Browse courses on Diffusion Models
Show steps
  • Research different diffusion models and their applications.
  • Create a presentation that explains the concepts and benefits of diffusion models.
  • Present your findings to a group.
Collaborate with peers on an image generation project
Enhance your learning through collaborative work and diverse perspectives.
Browse courses on Image Generation
Show steps
  • Form a group of 2-3 peers.
  • Brainstorm ideas for an image generation project.
  • Work together to develop and implement your project.
Participate in an image generation competition
Challenge yourself, demonstrate your skills, and stay updated with industry trends.
Browse courses on Image Generation
Show steps
  • Research upcoming image generation competitions.
  • Choose a competition that aligns with your interests and skill level.
  • Develop and submit your image generation project.
Contribute to an open-source image generation project
Gain practical experience, network with professionals, and contribute to the advancement of image generation technologies.
Browse courses on Image Generation
Show steps
  • Identify an open-source image generation project that aligns with your interests.
  • Review the project documentation and codebase.
  • Identify areas where you can contribute your skills.

Career center

Learners who complete Introduction to Image Generation - Français will develop knowledge and skills that may be useful to these careers:
Machine Learning Engineer
These engineers build and maintain machine learning models and their supporting infrastructure. This course would be a great introduction to these models for a Machine Learning Engineer.
Photographer
Photographers capture images of people, places, and things for a range of purposes, including artistic, commercial, scientific, and personal.
Graphic Designer
Graphic designers create visual concepts, using computer software or by hand, to communicate ideas that inspire, inform, and captivate consumers.
Data Analyst
Data analysts collect, process, and analyze data to extract meaningful insights and information.
Business Intelligence Analyst
Business intelligence analysts help organizations make better decisions by analyzing data and identifying trends.
Robotics Engineer
Robotics engineers design, construct, operate, and maintain robots. An understanding of image generation techniques would be very useful for professionals in this field as they build robots that can interact with a visual world.
Data Scientist
Data scientists use scientific methods, processes, algorithms, and systems to extract knowledge and insights from data in various forms, both structured and unstructured.
User Experience Designer
User experience designers create the overall experience for users when they interact with a product or service.
Front-End Developer
Front-end developers are responsible for the design and implementation of the user interface of a website or application.
Web Developer
Web developers create and maintain websites and web applications.
Market Researcher
Market researchers gather and analyze data on consumer trends and preferences to identify marketing opportunities for a product or service.
Product Manager
Product managers oversee the development and launch of new products or features. They work closely with engineers, designers, and marketers to ensure that the product meets the needs of the market.

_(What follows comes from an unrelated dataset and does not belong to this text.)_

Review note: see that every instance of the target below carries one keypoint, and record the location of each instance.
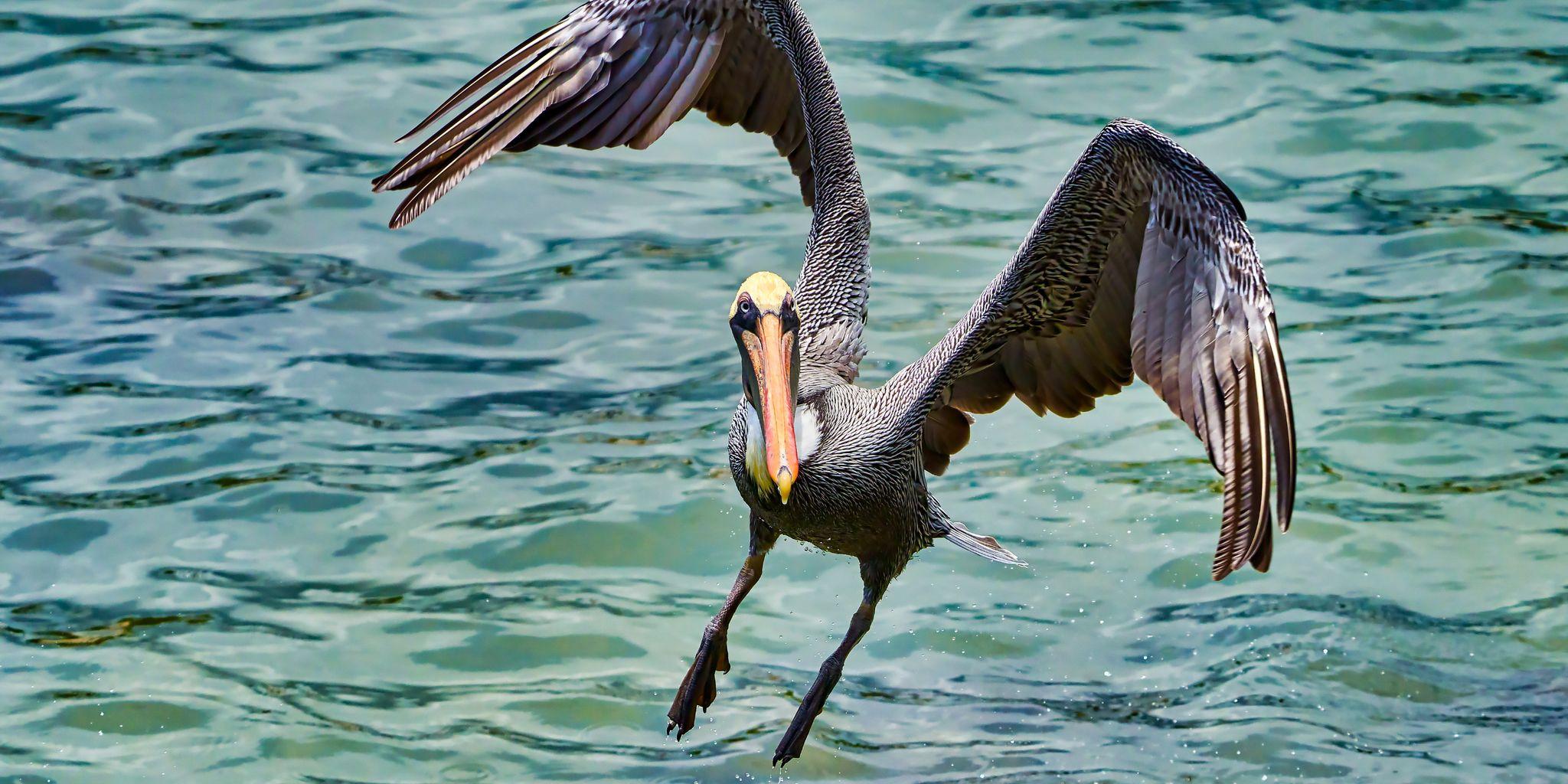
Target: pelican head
(767, 333)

Computer and Information Research Scientist
Professionals in this occupation conduct research about computer science. The research may be to develop new computer software or hardware or to increase the speed, efficiency, or capability of existing systems. This course may be useful as it introduces ML models used for image generation.
Computer Hardware Engineer
Individuals in this role design, develop, and test computer hardware, such as processors, circuit boards, and other electronic components. This course may be useful as it introduces models that can be used in hardware to develop new visual capabilities.
Software Developer
This role involves designing, developing, programming, implementing, testing, documenting, deploying, maintaining, and modifying computer software and its associated components like source code.

Reading list

We've selected 14 books that we think will supplement your learning. Use these to develop background knowledge, enrich your coursework, and gain a deeper understanding of the topics covered in Introduction to Image Generation - Français.

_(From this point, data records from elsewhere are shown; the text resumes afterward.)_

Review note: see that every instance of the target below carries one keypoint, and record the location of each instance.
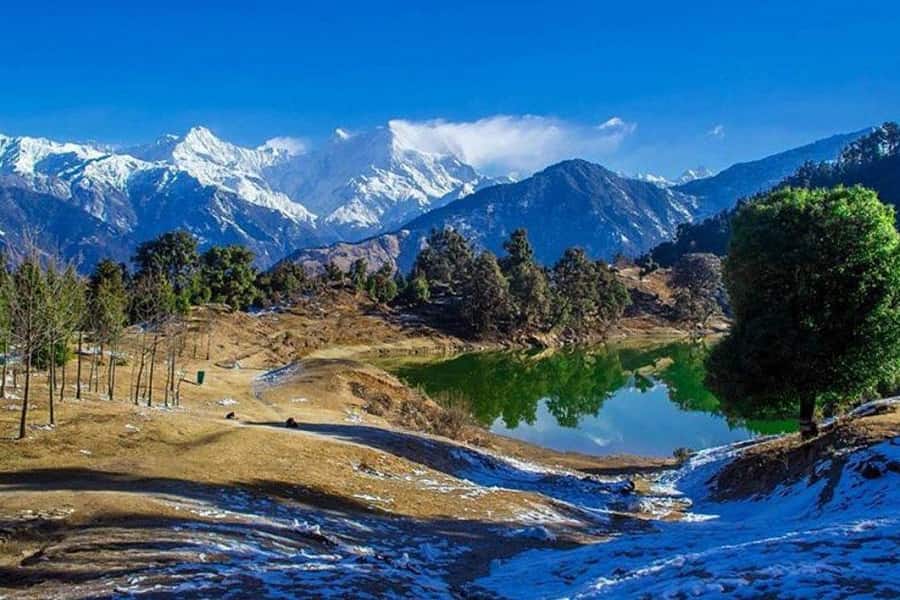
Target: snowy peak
(217, 163)
(664, 182)
(362, 183)
(30, 156)
(694, 174)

Provides a comprehensive overview of generative adversarial networks (GANs), a powerful class of generative models that have been widely used for image generation. It covers the theoretical foundations of GANs, training algorithms, and applications in various domains.
Provides a comprehensive overview of deep learning techniques for computer vision tasks, including image classification, object detection, and semantic segmentation. It covers the theoretical foundations of deep learning, popular architectures, and applications in various domains.

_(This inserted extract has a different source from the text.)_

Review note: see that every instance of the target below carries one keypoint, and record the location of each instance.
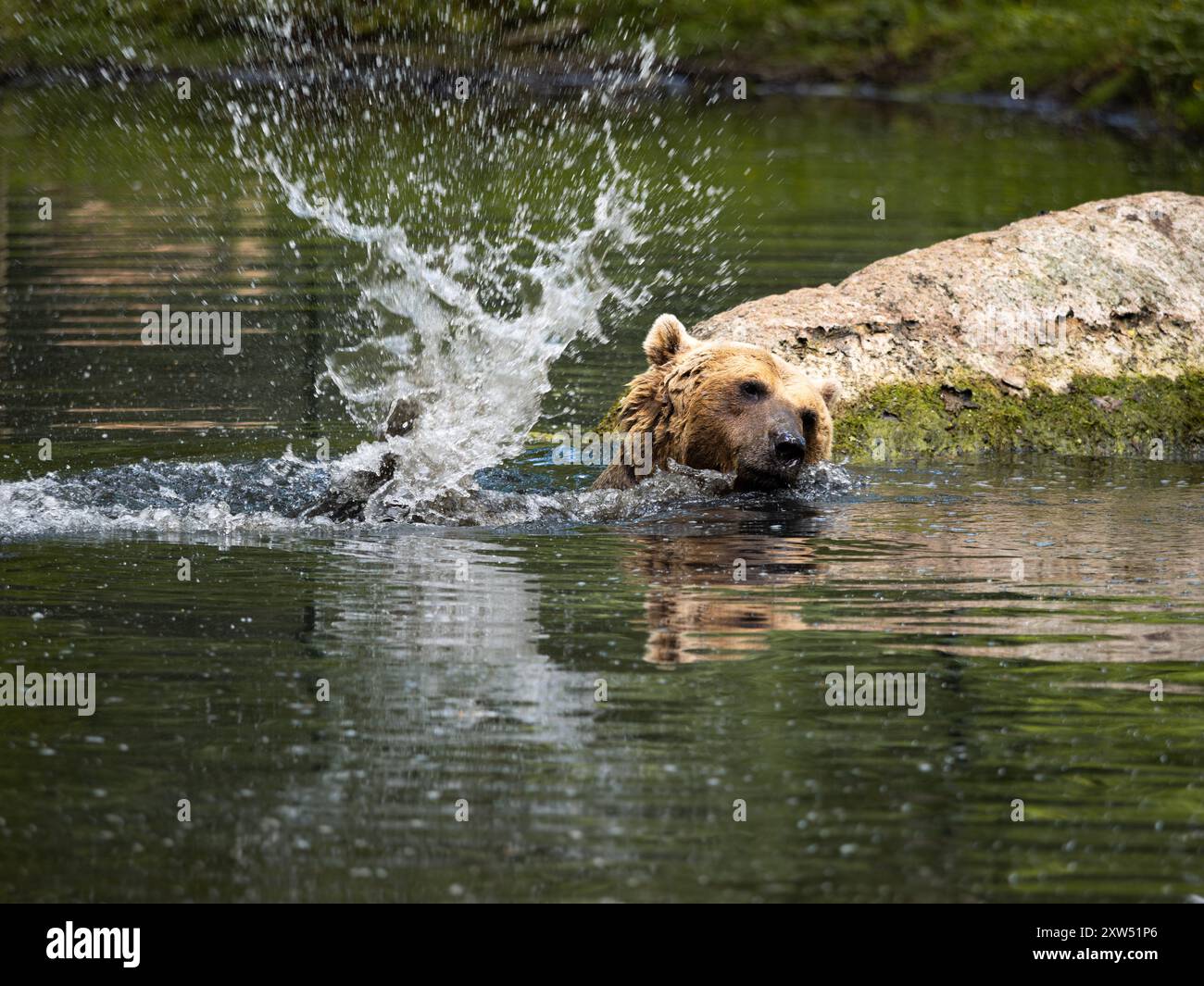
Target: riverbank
(1140, 56)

Provides a comprehensive overview of computer vision algorithms and applications, including image processing, feature extraction, and object recognition. It covers the theoretical foundations of computer vision, popular algorithms, and applications in various domains.
Provides a comprehensive overview of digital image processing techniques, including image enhancement, filtering, and segmentation. It covers the theoretical foundations of digital image processing, popular algorithms, and applications in various domains.
Provides a comprehensive overview of artificial intelligence techniques for computer vision tasks, including knowledge representation, reasoning, and planning. It covers the theoretical foundations of artificial intelligence, popular algorithms, and applications in various domains.
Provides a comprehensive overview of computer graphics techniques, including 3D modeling, rendering, and animation. It covers the theoretical foundations of computer graphics, popular algorithms, and applications in various domains.
Provides a comprehensive overview of deep learning techniques, including neural networks, convolutional neural networks, and recurrent neural networks. It covers the theoretical foundations of deep learning, popular architectures, and applications in various domains.
Provides a comprehensive overview of natural language processing techniques, including text processing, machine translation, and speech recognition. It covers the theoretical foundations of natural language processing, popular algorithms, and applications in various domains.
Provides a comprehensive overview of reinforcement learning techniques, including Markov decision processes, Q-learning, and policy gradients. It covers the theoretical foundations of reinforcement learning, popular algorithms, and applications in various domains.
Provides a comprehensive overview of information theory, inference, and learning algorithms. It covers the theoretical foundations of information theory, popular algorithms, and applications in various domains.
Provides a comprehensive overview of probability and statistics. It covers the theoretical foundations of probability and statistics, popular algorithms, and applications in various domains.
Provides a comprehensive overview of algorithms. It covers the theoretical foundations of algorithms, popular algorithms, and applications in various domains.
Provides a comprehensive overview of data structures and algorithms. It covers the theoretical foundations of data structures and algorithms, popular data structures, and algorithms, and applications in various domains.
Provides a comprehensive overview of operating systems. It covers the theoretical foundations of operating systems, popular operating systems, and applications in various domains.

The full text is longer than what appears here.